Как вы могли понять по незавидной судьбе заезжего проповедника и неудавшегося миссионера Ури Шмуклера, виски у нас так и не прижился. Когда капитан Кук с командой на обратном пути из Галифакса решил нас проведать и снова бросил якорь на расстоянии нескольких вёсельных гребков от Окибара, его встретили по-прежнему радушно, однако быстро дали понять, что задерживаться он может ровно столько, чтобы пополнить запасы провизии и питьевой воды.
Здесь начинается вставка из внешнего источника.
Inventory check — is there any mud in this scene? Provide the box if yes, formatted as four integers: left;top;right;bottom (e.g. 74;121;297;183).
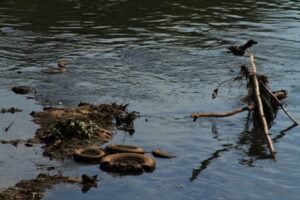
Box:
25;103;138;160
0;173;97;200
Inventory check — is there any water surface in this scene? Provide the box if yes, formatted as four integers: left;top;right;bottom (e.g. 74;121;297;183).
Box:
0;0;300;200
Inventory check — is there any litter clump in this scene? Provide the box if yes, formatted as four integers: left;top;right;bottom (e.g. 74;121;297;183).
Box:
31;103;138;159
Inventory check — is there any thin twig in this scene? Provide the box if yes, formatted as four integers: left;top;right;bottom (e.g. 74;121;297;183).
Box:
262;84;298;125
191;105;254;119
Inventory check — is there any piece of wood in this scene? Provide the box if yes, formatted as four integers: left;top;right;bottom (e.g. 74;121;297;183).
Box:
249;51;275;159
191;91;287;118
191;105;254;118
262;84;298;125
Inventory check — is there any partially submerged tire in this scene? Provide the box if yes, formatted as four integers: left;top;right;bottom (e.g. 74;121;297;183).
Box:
73;148;105;163
100;153;155;174
105;144;145;154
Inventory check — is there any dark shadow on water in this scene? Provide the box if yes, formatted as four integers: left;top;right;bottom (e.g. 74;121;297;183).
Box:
190;114;297;181
190;144;233;181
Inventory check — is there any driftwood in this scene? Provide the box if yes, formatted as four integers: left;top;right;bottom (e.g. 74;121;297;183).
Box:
191;90;287;119
250;51;275;159
262;84;298;125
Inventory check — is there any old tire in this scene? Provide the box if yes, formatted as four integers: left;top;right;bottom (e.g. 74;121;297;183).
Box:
73;148;105;163
105;144;145;154
11;86;36;94
100;153;155;173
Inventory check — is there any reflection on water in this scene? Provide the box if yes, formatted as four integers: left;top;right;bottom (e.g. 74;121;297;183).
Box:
0;0;300;199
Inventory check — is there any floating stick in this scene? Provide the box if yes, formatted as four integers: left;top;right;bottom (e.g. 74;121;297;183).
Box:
249;50;275;159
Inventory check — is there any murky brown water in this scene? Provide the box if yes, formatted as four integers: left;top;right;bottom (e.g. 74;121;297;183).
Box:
0;0;300;200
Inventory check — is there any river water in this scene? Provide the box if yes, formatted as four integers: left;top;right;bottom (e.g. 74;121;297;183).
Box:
0;0;300;200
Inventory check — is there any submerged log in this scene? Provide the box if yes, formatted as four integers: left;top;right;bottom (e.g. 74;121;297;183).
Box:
250;51;275;159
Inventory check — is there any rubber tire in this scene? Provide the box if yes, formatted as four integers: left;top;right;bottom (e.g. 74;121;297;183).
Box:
105;144;145;154
73;148;105;163
100;153;155;173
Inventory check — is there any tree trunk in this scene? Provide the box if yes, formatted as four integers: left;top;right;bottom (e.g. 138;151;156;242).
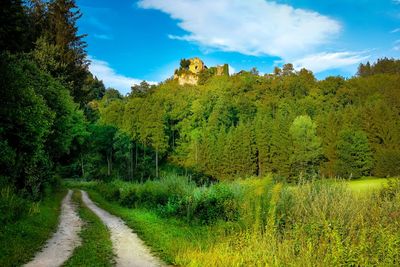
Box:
156;149;158;178
81;153;85;177
107;150;112;176
129;146;133;181
135;143;138;170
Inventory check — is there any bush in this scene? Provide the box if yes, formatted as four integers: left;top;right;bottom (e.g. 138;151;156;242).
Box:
0;187;30;225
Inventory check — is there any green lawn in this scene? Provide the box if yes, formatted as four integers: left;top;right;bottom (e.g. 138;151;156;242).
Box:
64;191;114;266
0;190;66;267
348;177;388;193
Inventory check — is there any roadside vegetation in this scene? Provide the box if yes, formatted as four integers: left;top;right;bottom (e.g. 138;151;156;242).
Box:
0;188;66;267
64;191;114;267
69;175;400;266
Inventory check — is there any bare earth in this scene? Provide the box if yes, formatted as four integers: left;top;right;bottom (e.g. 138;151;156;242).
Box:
81;191;163;267
25;190;82;267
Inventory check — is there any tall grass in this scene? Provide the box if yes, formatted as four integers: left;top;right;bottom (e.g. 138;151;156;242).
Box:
177;181;400;266
68;177;400;266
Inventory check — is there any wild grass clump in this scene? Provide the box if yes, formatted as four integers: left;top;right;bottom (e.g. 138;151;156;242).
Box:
76;174;242;224
176;181;400;266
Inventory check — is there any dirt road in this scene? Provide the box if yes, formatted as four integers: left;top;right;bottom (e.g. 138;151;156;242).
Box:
25;190;82;267
82;191;163;267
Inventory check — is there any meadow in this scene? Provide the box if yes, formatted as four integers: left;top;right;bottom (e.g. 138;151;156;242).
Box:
67;175;400;266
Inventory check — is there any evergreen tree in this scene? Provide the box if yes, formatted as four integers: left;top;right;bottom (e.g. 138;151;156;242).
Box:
336;129;373;178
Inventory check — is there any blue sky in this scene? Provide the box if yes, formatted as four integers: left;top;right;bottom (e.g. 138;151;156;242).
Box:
77;0;400;93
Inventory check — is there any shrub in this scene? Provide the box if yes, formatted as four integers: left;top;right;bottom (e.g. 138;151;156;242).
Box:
0;187;30;225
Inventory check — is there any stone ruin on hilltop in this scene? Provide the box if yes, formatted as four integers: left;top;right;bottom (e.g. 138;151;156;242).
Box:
174;57;229;85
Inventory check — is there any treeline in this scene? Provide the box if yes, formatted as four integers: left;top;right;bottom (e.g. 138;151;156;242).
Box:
97;59;400;180
0;0;105;200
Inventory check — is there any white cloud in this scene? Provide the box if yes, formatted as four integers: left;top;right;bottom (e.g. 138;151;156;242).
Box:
293;52;369;73
138;0;341;59
393;40;400;51
228;65;236;75
93;34;113;40
89;57;156;95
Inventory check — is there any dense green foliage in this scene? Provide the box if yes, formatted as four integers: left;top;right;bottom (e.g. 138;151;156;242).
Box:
94;59;400;181
63;191;114;267
0;189;65;267
0;0;105;203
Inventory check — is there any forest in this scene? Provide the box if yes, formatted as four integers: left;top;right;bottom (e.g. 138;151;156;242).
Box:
0;0;400;266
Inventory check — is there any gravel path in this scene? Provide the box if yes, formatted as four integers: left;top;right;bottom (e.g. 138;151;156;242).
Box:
81;191;163;267
25;190;82;267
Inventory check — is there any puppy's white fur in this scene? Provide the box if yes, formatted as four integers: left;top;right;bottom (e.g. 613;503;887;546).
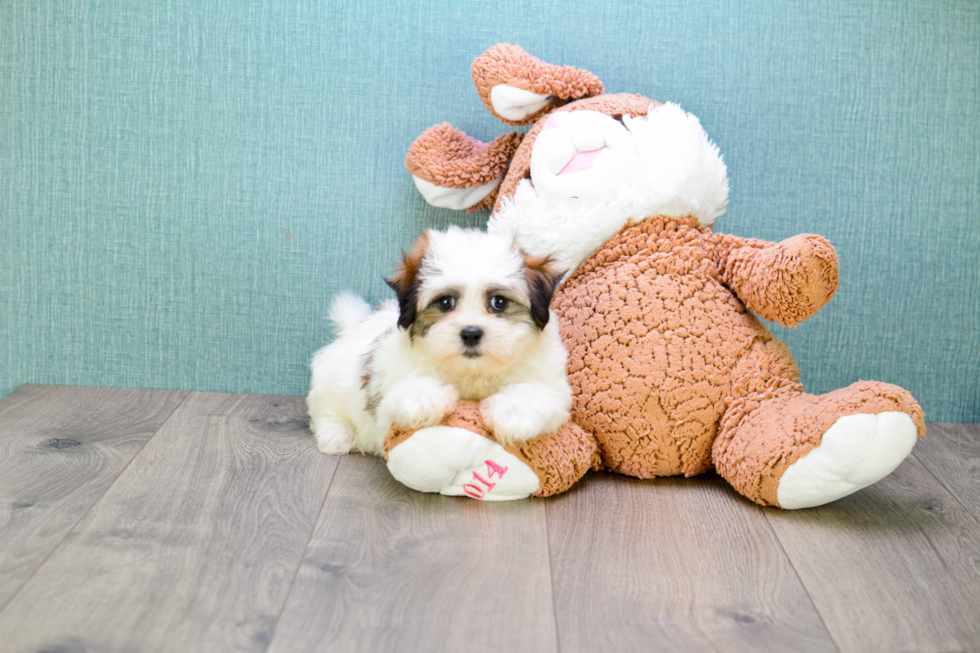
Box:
307;227;572;454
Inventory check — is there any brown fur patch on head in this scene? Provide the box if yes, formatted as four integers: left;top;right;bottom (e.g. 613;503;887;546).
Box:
471;43;603;125
385;231;429;329
524;253;565;329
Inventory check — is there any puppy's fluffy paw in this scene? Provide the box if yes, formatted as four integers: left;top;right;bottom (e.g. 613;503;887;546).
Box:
480;392;569;444
381;377;459;429
310;417;354;455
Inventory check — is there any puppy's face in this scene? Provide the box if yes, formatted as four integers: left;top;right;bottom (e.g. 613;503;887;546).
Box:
388;228;561;377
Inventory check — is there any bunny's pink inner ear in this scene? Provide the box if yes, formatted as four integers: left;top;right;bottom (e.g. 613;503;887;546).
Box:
405;123;524;210
472;43;603;125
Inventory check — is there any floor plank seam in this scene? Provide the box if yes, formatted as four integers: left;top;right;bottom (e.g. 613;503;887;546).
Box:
760;508;843;653
544;505;561;653
910;453;980;526
0;384;192;613
263;452;347;651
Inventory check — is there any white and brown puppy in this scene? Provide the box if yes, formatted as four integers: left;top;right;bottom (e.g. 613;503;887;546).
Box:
307;227;572;454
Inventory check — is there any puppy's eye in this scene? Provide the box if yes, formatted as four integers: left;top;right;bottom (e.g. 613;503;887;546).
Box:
436;295;456;313
490;295;510;313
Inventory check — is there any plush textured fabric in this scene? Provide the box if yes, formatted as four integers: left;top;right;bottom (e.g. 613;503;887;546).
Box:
384;401;600;497
389;46;925;508
470;44;603;125
493;93;659;211
554;217;925;505
0;0;980;422
384;216;925;506
405;123;524;211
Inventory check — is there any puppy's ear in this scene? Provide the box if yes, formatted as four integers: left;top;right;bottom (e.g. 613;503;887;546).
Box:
385;232;429;329
524;254;565;329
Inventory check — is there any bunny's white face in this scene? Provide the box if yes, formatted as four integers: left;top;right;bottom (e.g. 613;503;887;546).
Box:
531;111;645;205
488;103;728;271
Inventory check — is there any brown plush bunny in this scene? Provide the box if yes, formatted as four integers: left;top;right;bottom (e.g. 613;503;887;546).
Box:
385;45;925;508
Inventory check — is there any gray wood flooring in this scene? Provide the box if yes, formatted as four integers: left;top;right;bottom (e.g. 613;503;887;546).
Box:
0;386;980;653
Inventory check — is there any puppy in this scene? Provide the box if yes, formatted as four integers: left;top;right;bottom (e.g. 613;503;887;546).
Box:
307;227;572;455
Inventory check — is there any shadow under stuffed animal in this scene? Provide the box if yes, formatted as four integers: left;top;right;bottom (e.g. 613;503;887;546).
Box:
384;45;925;509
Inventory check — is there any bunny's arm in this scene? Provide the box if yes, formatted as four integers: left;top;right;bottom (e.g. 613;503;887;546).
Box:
709;234;837;326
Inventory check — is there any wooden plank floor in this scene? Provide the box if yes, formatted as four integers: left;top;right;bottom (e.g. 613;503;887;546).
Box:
0;386;980;653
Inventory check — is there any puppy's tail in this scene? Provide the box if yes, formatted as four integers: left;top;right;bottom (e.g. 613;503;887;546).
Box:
327;293;372;336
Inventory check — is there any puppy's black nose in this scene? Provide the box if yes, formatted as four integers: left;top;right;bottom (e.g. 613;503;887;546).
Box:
459;327;483;347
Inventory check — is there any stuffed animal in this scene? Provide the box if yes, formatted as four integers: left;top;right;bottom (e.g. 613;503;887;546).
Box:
385;45;925;509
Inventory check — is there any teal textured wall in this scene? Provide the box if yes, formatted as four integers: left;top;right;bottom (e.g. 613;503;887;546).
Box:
0;0;980;421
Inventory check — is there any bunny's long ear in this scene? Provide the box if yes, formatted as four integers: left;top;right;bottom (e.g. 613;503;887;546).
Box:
472;43;603;125
405;122;524;211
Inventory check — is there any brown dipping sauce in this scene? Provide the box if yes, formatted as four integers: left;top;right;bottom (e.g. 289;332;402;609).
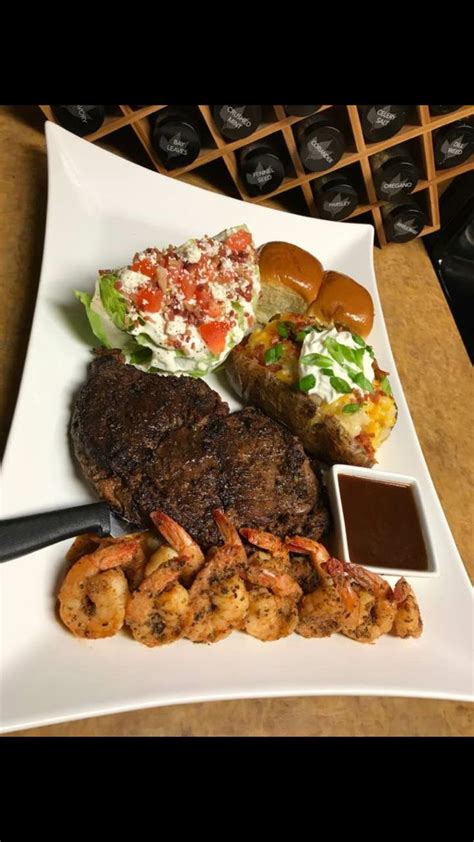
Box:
338;474;429;570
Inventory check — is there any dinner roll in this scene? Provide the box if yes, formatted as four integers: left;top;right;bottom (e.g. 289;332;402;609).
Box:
307;271;374;338
256;242;324;323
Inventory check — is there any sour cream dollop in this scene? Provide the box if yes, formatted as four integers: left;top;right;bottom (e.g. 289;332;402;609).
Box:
299;327;374;403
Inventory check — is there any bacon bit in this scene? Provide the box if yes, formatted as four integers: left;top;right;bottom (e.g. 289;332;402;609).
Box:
135;287;163;313
199;320;229;354
369;391;383;403
196;286;223;318
226;231;252;252
154;266;168;293
355;433;375;456
252;344;265;365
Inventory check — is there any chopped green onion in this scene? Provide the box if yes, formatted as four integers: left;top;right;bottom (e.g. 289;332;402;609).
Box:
349;372;374;392
324;336;344;365
298;374;316;392
295;325;316;342
329;377;352;395
342;403;360;415
300;354;332;368
352;348;365;368
380;375;393;395
339;343;356;364
263;342;283;365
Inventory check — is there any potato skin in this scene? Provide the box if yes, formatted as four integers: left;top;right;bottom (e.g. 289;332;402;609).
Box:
226;340;375;468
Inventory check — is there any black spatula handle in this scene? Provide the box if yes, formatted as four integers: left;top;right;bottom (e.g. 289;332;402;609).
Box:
0;503;110;562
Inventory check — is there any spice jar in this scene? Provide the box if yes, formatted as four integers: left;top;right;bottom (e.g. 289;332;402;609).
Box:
433;120;474;170
370;146;420;200
150;110;201;170
311;172;359;221
296;114;345;172
359;105;406;143
239;141;285;196
212;105;262;140
382;199;426;243
51;105;105;137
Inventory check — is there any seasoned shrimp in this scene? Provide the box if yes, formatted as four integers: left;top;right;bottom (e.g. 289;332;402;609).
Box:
339;561;397;643
240;529;303;641
150;510;204;585
186;510;249;643
285;536;357;637
58;540;139;638
125;559;189;646
392;577;423;637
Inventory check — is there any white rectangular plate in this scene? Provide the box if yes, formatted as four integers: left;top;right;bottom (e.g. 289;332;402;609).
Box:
0;123;473;731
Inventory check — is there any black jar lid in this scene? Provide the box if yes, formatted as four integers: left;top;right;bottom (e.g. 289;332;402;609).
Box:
374;155;419;201
212;105;262;140
434;120;474;169
297;115;345;172
429;105;462;115
51;105;105;137
382;201;426;243
359;105;406;143
311;173;359;221
239;142;285;196
152;115;201;170
283;105;321;117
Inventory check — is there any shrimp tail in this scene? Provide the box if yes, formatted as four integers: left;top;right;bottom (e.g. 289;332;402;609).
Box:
94;538;140;570
341;561;393;599
150;509;200;553
322;558;358;611
393;576;411;605
212;509;242;547
240;529;283;552
285;535;329;561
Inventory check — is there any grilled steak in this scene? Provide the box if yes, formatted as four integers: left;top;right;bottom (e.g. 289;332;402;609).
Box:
71;352;327;549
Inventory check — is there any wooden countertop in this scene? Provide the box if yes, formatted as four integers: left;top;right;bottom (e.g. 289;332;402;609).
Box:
0;106;474;736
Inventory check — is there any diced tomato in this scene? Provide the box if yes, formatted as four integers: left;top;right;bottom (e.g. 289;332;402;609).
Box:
132;259;156;278
226;231;252;251
177;275;197;298
196;287;223;318
135;287;163;313
199;321;229;354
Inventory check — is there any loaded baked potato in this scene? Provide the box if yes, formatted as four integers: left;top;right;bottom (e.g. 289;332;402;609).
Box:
226;314;397;467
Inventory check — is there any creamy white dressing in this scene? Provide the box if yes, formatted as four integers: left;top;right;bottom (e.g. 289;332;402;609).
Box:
299;327;374;403
91;226;260;374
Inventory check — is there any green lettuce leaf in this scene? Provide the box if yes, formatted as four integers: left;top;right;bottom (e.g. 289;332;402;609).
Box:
74;290;112;348
99;275;127;330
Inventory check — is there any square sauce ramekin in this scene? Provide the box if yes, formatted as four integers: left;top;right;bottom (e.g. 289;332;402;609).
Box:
325;465;439;578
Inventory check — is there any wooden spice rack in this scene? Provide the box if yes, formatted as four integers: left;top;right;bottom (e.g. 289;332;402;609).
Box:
39;105;474;248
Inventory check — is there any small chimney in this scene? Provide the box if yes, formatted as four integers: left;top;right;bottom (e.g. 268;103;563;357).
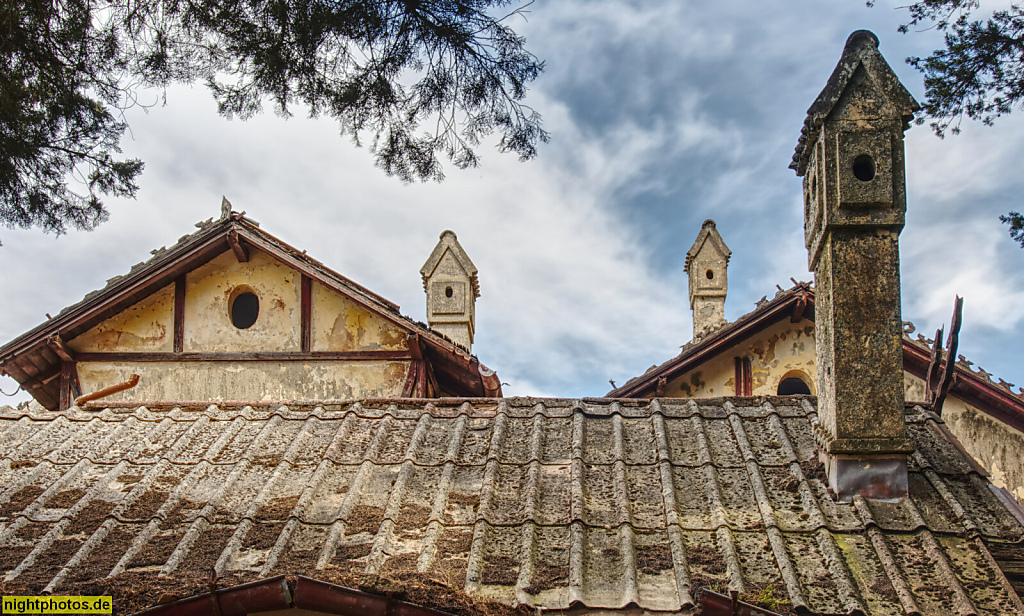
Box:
685;219;732;340
791;30;920;500
420;230;480;351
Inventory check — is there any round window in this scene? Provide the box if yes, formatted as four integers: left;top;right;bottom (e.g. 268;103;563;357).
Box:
228;287;259;329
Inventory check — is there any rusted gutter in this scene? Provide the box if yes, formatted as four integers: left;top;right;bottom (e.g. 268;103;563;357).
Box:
126;575;447;616
135;575;292;616
293;575;445;616
75;375;138;406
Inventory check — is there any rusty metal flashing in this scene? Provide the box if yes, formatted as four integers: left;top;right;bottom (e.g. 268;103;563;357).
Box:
75;375;138;406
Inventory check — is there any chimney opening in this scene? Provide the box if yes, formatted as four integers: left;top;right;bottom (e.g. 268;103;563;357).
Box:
228;287;259;329
853;155;874;182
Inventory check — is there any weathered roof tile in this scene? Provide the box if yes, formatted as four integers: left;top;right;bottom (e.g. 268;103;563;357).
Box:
0;398;1024;614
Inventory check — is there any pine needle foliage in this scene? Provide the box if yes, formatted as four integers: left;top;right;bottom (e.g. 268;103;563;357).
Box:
868;0;1024;247
0;0;548;239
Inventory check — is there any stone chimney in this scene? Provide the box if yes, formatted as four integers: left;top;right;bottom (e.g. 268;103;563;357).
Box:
685;219;732;340
791;30;920;500
420;230;480;351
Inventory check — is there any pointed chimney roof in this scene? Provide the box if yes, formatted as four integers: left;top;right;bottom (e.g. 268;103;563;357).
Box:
790;30;921;176
683;218;732;271
420;229;480;298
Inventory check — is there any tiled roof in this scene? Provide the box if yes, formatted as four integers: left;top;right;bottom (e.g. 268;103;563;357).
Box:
0;397;1024;615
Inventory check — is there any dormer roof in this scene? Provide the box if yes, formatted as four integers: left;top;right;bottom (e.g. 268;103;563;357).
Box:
790;30;921;176
420;229;480;298
684;218;732;271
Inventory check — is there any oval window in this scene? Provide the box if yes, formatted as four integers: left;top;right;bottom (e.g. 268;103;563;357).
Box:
778;377;811;396
229;289;259;329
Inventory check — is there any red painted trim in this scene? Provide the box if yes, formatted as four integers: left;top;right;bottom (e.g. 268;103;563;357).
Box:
78;351;413;362
299;274;312;353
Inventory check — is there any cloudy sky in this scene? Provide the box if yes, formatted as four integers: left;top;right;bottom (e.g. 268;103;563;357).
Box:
0;0;1024;403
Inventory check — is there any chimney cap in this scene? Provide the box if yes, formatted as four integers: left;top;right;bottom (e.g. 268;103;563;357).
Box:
790;30;921;176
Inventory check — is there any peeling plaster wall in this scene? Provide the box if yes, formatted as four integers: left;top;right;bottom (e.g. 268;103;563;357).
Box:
68;284;174;352
665;320;817;398
310;281;409;351
184;250;301;352
78;361;409;402
904;373;1024;502
69;249;409;401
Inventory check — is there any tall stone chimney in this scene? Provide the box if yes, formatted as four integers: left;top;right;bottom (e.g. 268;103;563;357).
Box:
420;230;480;351
685;219;732;340
791;30;920;500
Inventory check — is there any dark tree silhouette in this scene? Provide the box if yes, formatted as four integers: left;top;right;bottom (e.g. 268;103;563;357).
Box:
884;0;1024;248
0;0;548;239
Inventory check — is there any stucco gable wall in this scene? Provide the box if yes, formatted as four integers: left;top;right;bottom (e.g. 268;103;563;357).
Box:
68;284;174;352
904;372;1024;502
184;245;301;352
79;361;409;402
69;249;409;402
665;320;816;398
310;281;409;351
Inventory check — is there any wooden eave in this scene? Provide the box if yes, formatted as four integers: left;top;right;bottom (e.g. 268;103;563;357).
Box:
606;284;1024;432
0;216;501;409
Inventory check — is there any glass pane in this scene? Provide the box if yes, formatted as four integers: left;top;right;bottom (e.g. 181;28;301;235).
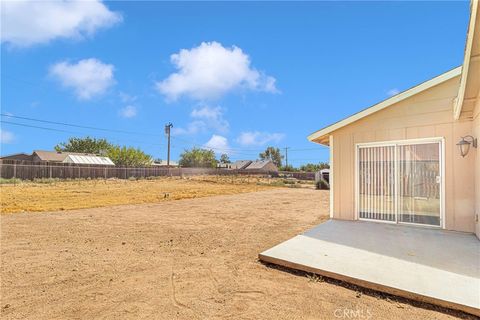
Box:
398;143;441;226
358;146;395;221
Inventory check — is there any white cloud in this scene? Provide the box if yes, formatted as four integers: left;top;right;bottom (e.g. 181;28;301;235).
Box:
387;88;400;96
203;134;230;154
118;91;137;103
0;129;15;144
156;42;278;100
119;106;137;118
237;131;285;146
190;106;230;133
1;0;122;47
172;106;230;135
50;58;115;100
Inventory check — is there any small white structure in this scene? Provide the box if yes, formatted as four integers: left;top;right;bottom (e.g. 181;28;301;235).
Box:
152;160;178;167
230;160;252;170
245;160;278;171
62;154;115;166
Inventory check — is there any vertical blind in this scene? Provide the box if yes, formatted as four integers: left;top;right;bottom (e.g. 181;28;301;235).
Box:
358;143;440;226
358;146;395;221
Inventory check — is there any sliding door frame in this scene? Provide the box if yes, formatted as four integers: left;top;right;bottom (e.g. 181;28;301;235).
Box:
355;137;445;229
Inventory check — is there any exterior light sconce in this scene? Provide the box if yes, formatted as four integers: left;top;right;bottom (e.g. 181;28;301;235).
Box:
457;136;477;158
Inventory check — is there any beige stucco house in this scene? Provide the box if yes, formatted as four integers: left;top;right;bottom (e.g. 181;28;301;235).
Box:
308;1;480;237
259;0;480;317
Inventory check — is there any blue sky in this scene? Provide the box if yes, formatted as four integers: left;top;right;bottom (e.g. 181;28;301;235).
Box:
1;1;469;165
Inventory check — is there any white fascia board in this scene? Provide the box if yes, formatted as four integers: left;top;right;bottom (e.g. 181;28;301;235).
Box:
453;0;478;120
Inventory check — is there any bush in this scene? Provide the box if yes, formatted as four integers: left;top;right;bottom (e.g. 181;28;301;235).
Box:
315;179;330;190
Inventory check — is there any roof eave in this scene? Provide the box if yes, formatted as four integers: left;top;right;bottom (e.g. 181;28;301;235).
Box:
453;1;478;120
307;66;462;146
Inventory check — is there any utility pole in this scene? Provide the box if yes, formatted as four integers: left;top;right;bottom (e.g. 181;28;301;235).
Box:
285;147;290;168
165;122;173;168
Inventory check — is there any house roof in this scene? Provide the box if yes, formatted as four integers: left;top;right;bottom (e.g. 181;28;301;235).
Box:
152;160;178;167
245;160;273;169
231;160;252;169
308;0;480;146
33;150;101;162
62;154;115;166
0;152;32;160
454;0;480;120
308;67;462;145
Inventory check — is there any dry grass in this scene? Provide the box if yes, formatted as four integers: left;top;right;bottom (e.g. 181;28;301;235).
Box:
0;189;464;320
0;176;296;214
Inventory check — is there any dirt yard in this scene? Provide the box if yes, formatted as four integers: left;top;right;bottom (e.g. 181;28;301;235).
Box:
0;176;284;213
1;188;468;320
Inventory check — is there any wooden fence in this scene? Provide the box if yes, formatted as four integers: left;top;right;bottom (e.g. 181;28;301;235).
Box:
0;160;288;180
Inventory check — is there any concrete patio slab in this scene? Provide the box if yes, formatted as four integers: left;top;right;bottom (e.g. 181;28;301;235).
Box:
259;220;480;316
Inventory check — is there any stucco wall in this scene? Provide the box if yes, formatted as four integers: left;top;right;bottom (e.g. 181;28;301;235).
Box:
332;77;475;232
Раздосадованный, он хотел было пообщаться со старейшинами, и обнаружил, что тех, кого он знал, уже переизбрали. Причём именно из-за их слабохарактерной уступки перед заморским зельем. За то время, что он ходил до Канады и обратно, в Окибаре были отмечены случаи пьянства, двоих местных даже пришлось изгонять из их родов, харчевня, где наших знакомили с «британской традицией», чуть не сгорела, так что общее собрание патернусов строго постановило впредь никакой горячительной отравы от чужеземцев не принимать. Капитан Кук успел пообщаться с дедом (который, собственно, и объяснил ему расстановку сил), купил у него на собственные деньги несколько роскошных по европейским меркам песцовых шуб и отплыл восвояси. Больше они не виделись.
Я смело пишу «дед», «бабушка» потому, что так их всегда воспринимал. Когда же я удосужился подсчитать, сколько лет было бабушке, когда она ушла из моей жизни, почти её не затронув, то ужаснулся, поскольку насчитал всего 52 года. Она была моложе меня сегодняшнего! По моим нынешним меркам она была почти девчонкой. Но когда тебе четыре года отроду, а твоей матери тридцать один, и она твоя мать, та, к кому ты не можешь не прислушиваться по законам старшинства, родства и опыта, все, кто родились до неё кажутся тебе старушками и старичками.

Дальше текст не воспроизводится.